Increased Plasticity and Metaplasticity in Hippocampus and Prefrontal Cortex Following Psychedelic Administration

  • 02/09/2023
  • 17:30 - 18:00
  • Room: Bernh. v. Langenbeck (1st fl.)

Abstract

Clinical research shows that serotonergic psychedelics (i.e. psychoactive agonists at 5-HT2A receptors) are efficacious as rapid and long-lasting treatments of various psychiatric disorders such as major depressive disorder and anxiety. Despite this, the mechanisms underlying this therapeutic benefit remain unknown. These drugs are also evidenced to increase various measures of structural and functional plasticity in vitro. These pro-neuroplastic effects likely play a role in the therapeutic action of these drugs, but it is unclear whether psychedelics acutely induce plasticity, or whether they do so post-acutely. Further, it is unclear whether enduring behavioral change is due to short term changes in plasticity or longer-term changes to metaplasticity and if these can be observed in vivo.

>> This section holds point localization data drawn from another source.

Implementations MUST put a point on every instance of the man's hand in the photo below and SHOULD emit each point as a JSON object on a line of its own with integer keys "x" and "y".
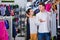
{"x": 41, "y": 20}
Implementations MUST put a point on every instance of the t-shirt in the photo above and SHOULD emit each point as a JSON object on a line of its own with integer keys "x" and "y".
{"x": 33, "y": 27}
{"x": 43, "y": 26}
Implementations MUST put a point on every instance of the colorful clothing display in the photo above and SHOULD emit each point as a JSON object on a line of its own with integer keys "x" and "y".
{"x": 3, "y": 31}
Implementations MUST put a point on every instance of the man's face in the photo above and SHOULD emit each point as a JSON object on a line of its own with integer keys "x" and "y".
{"x": 41, "y": 7}
{"x": 31, "y": 12}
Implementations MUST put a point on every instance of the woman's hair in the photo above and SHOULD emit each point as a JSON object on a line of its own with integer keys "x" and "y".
{"x": 28, "y": 11}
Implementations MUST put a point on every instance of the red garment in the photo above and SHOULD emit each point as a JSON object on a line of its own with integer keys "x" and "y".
{"x": 3, "y": 31}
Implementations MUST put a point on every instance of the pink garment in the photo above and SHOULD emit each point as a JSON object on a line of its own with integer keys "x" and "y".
{"x": 3, "y": 31}
{"x": 48, "y": 7}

Using both ex vivo and in vivo electrophysiology in mice, I explored the effects of psychedelic administration on synaptic excitability and plasticity in the hippocampus (HPC) and along the ventral hippocampus (vHPC) – medial prefrontal cortex (mPFC) pathway, areas which are highly dysregulated in psychiatric illness and are also reliably dysregulated in stress induced phenotypes in rodent models. Ex vivo experiments were conducted on male C57BL/6J mice (3-5 mo) in which a recording and stimulating electrode was placed in the schaffer collaterals of the HPC. Recordings of stimulus evoked responses were obtained 24 hours after administration of either saline, ketamine (1 mg/kg) or serotonergic psychedelics DOI (1 mg/kg). In the in vivo experiments bipolar stimulating electrode was placed in CA1 of ventral hippocampus (vCA1), and a recording electrode was placed in ipsilateral mPFC.

Recordings of passive and evoked responses were obtained at baseline, 4 hr, 1, 3, and 7d after IP injection of either the serotonergic psychedelic psilocybin (3 mg/kg), 4-AcO-DMT (1 mg/kg), non-hallucinogenic serotonergic DMT analogue 6-FDET (1 mg/kg), or saline (5 mg/ml). I observed evidence for metaplasticity in the hippocampus, and increased excitability but not metaplasticity in mPFC synapses during an acute window after psychedelic administration. This increase in excitability in limbic regions may underlie the observed therapeutic benefit shown in clinical trials, though more investigation into the neural mechanistic basis for therapeutic change is necessary.